Apolosi Vonowale Satala (born 14 August 1978 in Namoli, Lautoka Fiji) is a Fijian rugby union footballer. He plays as a wing, centre, number eight and Flanker . His nickname is Apo. He is the cousin of Namoli steelman, Viliame Satala. He is married to Olivia and they have two children and is a private in the Army serving with 1st Battalion The Royal Regiment of Scotland. He grew up in the city of Lautoka and he played for Lautoka in the National Provincial Rugby Tournament in Fiji. He has represented Fiji in the Rugby Sevens as well as in fifteens. He plays as a prop/hooker in the sevens code. He is a member of the British Armed Forces and he also played sevens rugby for the army team winning many tournaments.

He represented Fiji in the 2006 Commonwealth Games where Fiji won the bronze medal defeating Australia. He was picked by the Leeds Carnegie rugby club which plays in the National Division One. He played 8 games for them scoring his first try against Saracens in the EDF Energy Cup and scored a further 2 against defending champions, Bath.
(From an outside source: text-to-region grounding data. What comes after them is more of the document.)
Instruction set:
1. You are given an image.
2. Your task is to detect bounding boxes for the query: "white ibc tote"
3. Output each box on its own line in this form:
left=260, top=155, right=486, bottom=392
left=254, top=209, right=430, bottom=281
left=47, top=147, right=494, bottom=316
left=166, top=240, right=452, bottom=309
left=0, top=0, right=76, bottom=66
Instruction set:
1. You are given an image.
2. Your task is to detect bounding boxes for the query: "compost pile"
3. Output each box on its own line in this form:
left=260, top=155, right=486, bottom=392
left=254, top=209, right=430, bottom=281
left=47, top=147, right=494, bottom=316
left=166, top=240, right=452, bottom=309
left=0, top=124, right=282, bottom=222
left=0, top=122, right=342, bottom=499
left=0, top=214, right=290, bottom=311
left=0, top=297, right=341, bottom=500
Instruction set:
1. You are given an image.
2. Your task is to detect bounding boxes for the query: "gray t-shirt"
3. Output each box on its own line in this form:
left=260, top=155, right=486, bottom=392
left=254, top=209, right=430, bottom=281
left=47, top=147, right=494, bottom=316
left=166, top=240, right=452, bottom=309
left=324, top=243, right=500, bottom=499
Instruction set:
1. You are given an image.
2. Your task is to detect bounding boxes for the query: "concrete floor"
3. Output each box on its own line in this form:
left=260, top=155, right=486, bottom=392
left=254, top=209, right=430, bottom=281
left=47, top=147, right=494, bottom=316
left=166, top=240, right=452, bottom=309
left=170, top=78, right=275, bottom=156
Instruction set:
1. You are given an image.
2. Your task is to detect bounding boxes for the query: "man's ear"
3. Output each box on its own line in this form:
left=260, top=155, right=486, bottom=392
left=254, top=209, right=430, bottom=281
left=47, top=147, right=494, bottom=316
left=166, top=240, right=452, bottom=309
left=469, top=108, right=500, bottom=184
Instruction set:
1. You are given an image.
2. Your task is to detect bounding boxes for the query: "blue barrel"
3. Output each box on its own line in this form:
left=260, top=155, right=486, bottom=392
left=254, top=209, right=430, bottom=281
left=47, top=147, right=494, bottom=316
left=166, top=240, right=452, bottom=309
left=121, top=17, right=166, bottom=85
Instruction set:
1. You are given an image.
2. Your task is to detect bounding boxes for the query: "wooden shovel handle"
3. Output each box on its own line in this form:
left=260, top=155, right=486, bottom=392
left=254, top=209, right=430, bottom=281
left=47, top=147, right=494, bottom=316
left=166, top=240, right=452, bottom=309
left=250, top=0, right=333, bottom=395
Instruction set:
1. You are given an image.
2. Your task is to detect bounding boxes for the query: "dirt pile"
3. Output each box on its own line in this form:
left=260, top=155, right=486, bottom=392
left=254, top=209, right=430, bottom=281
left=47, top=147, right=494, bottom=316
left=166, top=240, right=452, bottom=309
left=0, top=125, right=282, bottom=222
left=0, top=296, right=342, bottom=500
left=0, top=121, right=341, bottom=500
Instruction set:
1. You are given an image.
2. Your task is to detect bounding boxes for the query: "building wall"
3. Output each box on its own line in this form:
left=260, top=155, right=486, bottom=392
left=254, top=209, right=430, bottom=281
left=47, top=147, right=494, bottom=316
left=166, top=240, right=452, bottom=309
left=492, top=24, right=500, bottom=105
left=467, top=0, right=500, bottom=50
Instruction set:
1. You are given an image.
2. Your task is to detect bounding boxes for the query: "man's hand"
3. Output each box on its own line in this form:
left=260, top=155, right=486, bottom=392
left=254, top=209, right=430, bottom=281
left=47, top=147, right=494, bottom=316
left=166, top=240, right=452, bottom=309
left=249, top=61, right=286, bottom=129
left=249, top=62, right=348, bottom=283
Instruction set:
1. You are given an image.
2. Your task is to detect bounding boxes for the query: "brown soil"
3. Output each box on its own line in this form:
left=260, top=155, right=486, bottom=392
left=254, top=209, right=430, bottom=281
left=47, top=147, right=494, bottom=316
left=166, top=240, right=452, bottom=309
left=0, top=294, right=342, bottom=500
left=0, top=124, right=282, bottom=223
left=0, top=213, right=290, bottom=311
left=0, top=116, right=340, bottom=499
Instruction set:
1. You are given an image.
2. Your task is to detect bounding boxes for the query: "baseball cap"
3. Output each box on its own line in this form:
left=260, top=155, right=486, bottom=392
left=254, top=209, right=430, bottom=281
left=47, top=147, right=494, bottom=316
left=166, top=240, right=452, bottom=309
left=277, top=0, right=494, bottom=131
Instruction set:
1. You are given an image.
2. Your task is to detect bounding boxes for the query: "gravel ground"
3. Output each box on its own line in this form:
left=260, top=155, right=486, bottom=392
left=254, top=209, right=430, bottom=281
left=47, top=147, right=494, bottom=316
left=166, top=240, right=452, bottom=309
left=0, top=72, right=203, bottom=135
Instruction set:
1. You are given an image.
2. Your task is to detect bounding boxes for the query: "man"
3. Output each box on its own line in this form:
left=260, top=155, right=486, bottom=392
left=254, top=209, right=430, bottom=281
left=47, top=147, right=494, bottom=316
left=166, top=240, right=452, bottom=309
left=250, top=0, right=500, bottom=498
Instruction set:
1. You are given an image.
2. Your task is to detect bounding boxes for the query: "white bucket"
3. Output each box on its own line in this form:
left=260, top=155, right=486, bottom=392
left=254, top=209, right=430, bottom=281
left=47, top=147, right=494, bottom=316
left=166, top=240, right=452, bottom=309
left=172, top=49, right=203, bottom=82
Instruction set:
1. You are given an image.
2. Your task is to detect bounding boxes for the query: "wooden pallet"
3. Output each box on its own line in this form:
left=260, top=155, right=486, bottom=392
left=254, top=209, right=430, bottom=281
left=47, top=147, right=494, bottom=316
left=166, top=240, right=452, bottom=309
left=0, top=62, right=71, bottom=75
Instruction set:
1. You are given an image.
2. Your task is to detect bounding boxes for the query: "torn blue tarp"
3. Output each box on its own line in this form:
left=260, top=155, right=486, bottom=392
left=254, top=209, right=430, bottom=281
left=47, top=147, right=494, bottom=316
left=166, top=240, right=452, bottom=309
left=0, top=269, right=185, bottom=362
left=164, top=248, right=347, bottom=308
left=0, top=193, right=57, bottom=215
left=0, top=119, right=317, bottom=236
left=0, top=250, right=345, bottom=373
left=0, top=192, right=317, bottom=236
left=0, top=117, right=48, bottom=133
A member of the winning Army Middlesex Sevens team in both 2001 and 2004, he played for Fiji in the 2005 Rugby World Cup Sevens and returned from Hong Kong with a winners medal and the Melrose Cup. he made his debut for Fiji in the XV's man code in June 2005 against Tonga. he has also played for the Heriot's Rugby Club and the Edinburgh Gunners briefly and Taunton RFC. He now plays for the Gloucester rugby as a replacement for injured flanker and fellow Fijian, Akapusi Qera. He signed a contract with Gloucester until the end of the 2009/2010 season. He has signed to join Sale Sharks for the 2010/2011 season on a 1-year contract.

==Personal life==
His son Malelili Satala-Navlivou is also a rugby union player.